Nifty 50 has fallen nearly 9 per cent in 2026 amid fears that surging crude oil prices could weigh on the broader economy. Yet, an ETIG analysis of past instances of sharp oil spikes shows that equities typically recover within two months once crude prices begin to cool.
In July 2008, for instance, crude surged 27 per cent in just two months to a record $147.5 a barrel during the Global Financial Crisis, dragging Nifty down 25 per cent. Two months later, crude had eased 17 per cent, and Nifty rebounded 12 per cent.
A similar pattern emerged in October 2018. As crude rose 18 per cent over two months on strong demand and geopolitical risks, Nifty slipped more than 4 per cent. But over the next two months, the index stabilised while Brent prices collapsed nearly 39 per cent.
The trend repeated in March 2022 when Russia-Ukraine conflict pushed Brent up 58 per cent in two months and Nifty dropped 11 per cent. Within the following two months, oil prices fell 20 per cent and Nifty regained all lost ground, rising 11 per cent.
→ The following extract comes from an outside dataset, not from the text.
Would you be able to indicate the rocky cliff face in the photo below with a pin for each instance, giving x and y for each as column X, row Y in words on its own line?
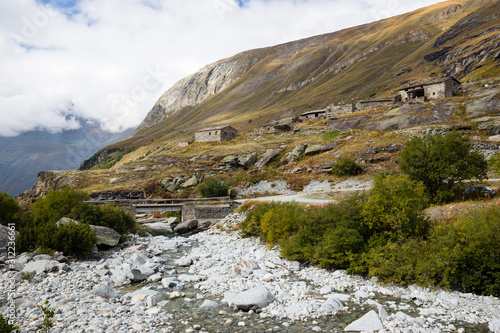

Over a 25-year period, Nifty and Brent show a moderately positive correlation of 0.3. A periodic analysis, however, reveals that this relationship has shifted meaningfully over time. The coefficient has declined to around 0.38 since 2020 from 0.87 between 2000 and 2010, indicating a weakening linkage in recent years.
Crude’s impact extends beyond equities as higher prices affect input costs thereby affecting the broader economy. The Consumer Price Index shares a strong correlation of 0.64 with Brent, underscoring the effect of energy prices on inflation.
With Brent crude up 72 per cent so far in 2026, the rise is set to increase energy and feedstock costs, potentially squeezing corporate margins and widening the fiscal deficit.